You can create a bridge with a microphone – a microphone that saved a life this time.
Aidan Jackson is a 17-year-old teenager from Widnes (within Cheshire, UK). He was playing online (Star Wars: Battlefront II) when he got a seizure. Meanwhile, his friend, the 20-year-old Dia Lathora was about 8000 kilometres (5000 miles) away from him (as she lives in Texas in the United States), but she quickly noticed via Jackson’s microphone that something’s not right: she recognized the symptoms of a seizure. Just before that, Jackson said he doesn’t feel so good, so he laid down on his bed for a bit, while turning up the microphone so that he could communicate with Lathora.
Lathora quickly called the Cheshire police, informing them about Jackson suffering from a seizure at that time. The authorities quickly got going; Jackson’s parents didn’t know about anything downstairs until two policemen and an ambulance knocked on their doors 40 minutes after their son’s seizure…
„I just put my headset back on and I heard what I could only describe as a seizure, so obviously I started to get worried and immediately started asking what was going on and if he was okay. When he didn’t respond I instantly started to look up the emergency number for the EU. When that didn’t work I just had to hope the non-emergency would work, it had an option for talking to a real person, and I can’t tell you how quickly I clicked that button,” Lathora told the Liverpool Echo.

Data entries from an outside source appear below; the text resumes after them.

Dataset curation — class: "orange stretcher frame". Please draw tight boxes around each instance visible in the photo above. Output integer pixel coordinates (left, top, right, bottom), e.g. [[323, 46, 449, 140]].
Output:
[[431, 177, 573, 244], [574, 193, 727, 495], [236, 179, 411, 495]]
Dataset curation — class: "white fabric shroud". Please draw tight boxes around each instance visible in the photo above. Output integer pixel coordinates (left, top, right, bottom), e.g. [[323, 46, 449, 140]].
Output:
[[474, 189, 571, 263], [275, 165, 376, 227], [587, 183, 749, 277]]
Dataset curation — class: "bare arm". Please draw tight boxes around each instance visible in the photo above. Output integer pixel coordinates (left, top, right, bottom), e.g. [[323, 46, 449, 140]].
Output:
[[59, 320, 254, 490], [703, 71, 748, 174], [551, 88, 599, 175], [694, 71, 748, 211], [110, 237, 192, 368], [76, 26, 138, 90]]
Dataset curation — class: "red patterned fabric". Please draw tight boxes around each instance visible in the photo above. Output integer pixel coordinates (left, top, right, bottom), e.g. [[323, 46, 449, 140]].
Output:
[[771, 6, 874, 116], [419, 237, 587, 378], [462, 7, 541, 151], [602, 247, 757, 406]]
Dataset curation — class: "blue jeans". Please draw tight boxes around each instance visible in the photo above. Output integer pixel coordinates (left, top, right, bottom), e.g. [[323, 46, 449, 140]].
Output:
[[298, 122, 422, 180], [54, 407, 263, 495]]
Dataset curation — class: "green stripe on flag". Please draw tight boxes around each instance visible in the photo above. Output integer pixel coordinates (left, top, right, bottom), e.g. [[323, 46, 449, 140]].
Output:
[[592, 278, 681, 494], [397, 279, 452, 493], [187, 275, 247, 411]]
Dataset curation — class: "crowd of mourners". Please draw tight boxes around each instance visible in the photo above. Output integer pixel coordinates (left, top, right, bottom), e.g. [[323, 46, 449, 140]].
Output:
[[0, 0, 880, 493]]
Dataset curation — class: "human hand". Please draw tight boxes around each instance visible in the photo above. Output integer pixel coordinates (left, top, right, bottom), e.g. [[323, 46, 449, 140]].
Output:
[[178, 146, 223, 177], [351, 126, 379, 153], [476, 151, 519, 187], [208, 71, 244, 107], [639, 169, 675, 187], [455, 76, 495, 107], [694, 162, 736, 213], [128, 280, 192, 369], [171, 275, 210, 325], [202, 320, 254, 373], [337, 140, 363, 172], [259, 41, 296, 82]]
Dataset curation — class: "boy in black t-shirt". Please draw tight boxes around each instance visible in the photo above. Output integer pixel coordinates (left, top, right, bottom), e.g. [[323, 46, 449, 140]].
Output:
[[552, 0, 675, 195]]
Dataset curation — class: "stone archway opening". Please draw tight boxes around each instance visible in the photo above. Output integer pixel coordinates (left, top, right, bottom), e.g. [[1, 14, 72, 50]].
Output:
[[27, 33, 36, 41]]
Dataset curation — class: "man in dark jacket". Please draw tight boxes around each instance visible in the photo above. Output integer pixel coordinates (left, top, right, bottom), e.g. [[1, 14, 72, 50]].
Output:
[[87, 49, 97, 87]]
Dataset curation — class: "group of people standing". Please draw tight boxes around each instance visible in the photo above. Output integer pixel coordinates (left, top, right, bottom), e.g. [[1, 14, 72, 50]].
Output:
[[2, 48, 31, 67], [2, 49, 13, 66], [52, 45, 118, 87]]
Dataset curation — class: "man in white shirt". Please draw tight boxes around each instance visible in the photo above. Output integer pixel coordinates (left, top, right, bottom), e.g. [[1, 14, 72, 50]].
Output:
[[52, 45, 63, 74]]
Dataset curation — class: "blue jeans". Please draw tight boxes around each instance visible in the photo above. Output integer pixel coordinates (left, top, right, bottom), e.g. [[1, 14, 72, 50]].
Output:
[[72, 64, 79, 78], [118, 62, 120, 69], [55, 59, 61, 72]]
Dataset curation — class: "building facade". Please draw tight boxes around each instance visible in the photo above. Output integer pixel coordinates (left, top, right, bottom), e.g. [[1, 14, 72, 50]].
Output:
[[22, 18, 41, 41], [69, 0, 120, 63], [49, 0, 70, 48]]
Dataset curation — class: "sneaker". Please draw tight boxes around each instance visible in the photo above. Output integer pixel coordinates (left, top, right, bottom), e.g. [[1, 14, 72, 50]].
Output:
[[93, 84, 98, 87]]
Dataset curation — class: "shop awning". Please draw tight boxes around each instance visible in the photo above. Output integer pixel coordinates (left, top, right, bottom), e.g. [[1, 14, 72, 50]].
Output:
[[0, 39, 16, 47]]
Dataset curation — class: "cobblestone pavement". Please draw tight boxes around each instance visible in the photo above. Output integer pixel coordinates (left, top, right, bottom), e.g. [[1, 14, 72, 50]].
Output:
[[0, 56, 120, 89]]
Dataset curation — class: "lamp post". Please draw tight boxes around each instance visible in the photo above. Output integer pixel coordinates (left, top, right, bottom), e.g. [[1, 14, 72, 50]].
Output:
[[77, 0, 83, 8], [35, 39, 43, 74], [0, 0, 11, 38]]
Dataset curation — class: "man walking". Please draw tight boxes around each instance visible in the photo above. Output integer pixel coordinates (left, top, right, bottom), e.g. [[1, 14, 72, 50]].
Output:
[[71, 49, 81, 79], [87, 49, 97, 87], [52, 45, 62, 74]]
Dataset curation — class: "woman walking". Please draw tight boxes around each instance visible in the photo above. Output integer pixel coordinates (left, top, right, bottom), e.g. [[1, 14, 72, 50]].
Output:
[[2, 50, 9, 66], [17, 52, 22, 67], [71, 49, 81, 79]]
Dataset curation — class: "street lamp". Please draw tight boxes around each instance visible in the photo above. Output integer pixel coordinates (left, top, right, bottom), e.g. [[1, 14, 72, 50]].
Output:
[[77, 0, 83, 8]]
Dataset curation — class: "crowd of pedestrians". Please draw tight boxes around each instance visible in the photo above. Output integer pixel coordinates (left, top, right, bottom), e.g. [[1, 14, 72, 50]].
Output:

„We are extremely thankful for what Dia did and shocked that we could be downstairs and not know anything was happening. Dia had our address but didn’t have any contact numbers, so it was amazing she managed to get help from so far away. I’ve spoken to her and expressed our thanks – she’s just glad she could help. Aidan is a lot better and hopefully, everything is OK when he has his appointment at the hospital but he’s doing well,” Jackson’s mother told the BBC.